Nice link. I run a portrait business and this is one of the harder things to describe to clients. I call it smiling with the eyes and it is essentially the "squinch". The "squinch" happens naturally with a soft smile but that is harder to duplicate on the spot or convey. His other video on the Jaw line is crucial also. It feels artificial but looks great when reviewing the images. Once a client sees what you're after, they more than cooperate. I often tell subjects a photograph isn't reality, its a chance to present the persona you want people to see. This all comes with experience and as a photographer the best way to gain this is by using professional models... they know exactly how to pose to maximize their natural assets. When you can effectively convey your motives and direction, coaching everyday clients is much easier. Unfortunately this is often the most difficult aspect to master as a portrait photographer. 

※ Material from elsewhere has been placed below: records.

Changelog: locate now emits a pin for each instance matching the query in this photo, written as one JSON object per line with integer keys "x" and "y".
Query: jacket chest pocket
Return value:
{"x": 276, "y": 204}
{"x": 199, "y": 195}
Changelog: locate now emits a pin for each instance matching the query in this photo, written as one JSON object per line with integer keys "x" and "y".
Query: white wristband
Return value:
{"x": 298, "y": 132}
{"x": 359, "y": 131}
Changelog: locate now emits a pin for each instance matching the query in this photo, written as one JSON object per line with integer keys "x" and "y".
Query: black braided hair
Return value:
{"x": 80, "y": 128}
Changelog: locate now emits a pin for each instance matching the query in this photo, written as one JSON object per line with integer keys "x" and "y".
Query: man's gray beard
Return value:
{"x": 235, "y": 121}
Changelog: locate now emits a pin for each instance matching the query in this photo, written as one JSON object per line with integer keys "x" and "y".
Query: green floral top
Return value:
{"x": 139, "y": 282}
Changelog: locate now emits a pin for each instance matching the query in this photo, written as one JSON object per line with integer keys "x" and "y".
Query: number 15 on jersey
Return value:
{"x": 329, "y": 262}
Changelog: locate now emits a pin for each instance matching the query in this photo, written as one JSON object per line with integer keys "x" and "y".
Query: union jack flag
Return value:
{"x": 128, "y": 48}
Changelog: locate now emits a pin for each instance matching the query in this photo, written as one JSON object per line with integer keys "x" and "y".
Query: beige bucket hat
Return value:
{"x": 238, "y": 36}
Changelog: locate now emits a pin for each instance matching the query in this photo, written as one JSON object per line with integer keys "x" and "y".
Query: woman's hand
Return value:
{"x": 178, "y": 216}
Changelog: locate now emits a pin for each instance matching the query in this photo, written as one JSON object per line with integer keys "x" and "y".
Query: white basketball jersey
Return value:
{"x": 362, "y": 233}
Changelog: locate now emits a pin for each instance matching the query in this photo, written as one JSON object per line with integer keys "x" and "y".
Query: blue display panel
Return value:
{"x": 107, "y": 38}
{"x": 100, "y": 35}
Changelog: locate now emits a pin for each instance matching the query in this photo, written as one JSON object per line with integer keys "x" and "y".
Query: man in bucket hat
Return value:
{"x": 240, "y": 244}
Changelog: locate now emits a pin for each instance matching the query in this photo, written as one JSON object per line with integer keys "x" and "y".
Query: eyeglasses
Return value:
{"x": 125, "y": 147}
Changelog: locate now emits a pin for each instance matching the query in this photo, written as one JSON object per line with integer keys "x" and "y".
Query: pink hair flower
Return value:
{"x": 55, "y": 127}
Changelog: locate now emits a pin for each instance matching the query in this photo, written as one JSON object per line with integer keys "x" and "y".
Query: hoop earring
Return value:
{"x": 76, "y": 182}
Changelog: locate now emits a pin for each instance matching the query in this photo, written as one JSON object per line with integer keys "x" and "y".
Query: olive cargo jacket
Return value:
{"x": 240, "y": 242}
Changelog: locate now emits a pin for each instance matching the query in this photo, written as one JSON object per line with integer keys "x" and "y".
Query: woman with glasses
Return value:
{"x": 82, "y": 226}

Hurley is a big fan of the X100S too btw


----------



## Valvebounce (Nov 24, 2013)

Hi Mr Surapon.
I think I just found a big reason I hate being in front of a camera! I always look startled. ;D I'm no pro, in fact far from it, but this will help when I do have to take portraits of the family etc. Going to have a look at the rest of his series too.
Very helpful link, thank you sir.

Cheers Graham.


----------



## surapon (Nov 24, 2013)

chilledXpress said:


> Nice link. I run a portrait business and this is one of the harder things to describe to clients. I call it smiling with the eyes and it is essentially the "squinch". The "squinch" happens naturally with a soft smile but that is harder to duplicate on the spot or convey. His other video on the Jaw line is crucial also. It feels artificial but looks great when reviewing the images. Once a client sees what you're after, they more than cooperate. I often tell subjects a photograph isn't reality, its a chance to present the persona you want people to see. This all comes with experience and as a photographer the best way to gain this is by using professional models... they know exactly how to pose to maximize their natural assets. When you can effectively convey your motives and direction, coaching everyday clients is much easier. Unfortunately this is often the most difficult aspect to master as a portrait photographer.
> 
> Hurley is a big fan of the X100S too btw



Thank you, Sir, Dear chilledXpress .
Yes, Thanks for comments from the Pro like you, Yes, Me too, It very difficult to tell the Model to post as the best as natural as they can, But, They want to look like the Hollywood movie stars.
Have a great Sunday, Sir.
Surapon


----------



## surapon (Nov 24, 2013)

Valvebounce said:


> Hi Mr Surapon.
> I think I just found a big reason I hate being in front of a camera! I always look startled. ;D I'm no pro, in fact far from it, but this will help when I do have to take portraits of the family etc. Going to have a look at the rest of his series too.
> Very helpful link, thank you sir.
> 
> Cheers Graham.




Good Sunday morning, Dear Graham.
Well, We learn some thing new in every days, Special from this great CR web site, from each other.
Have a great sunday, Sir.
Surapon


----------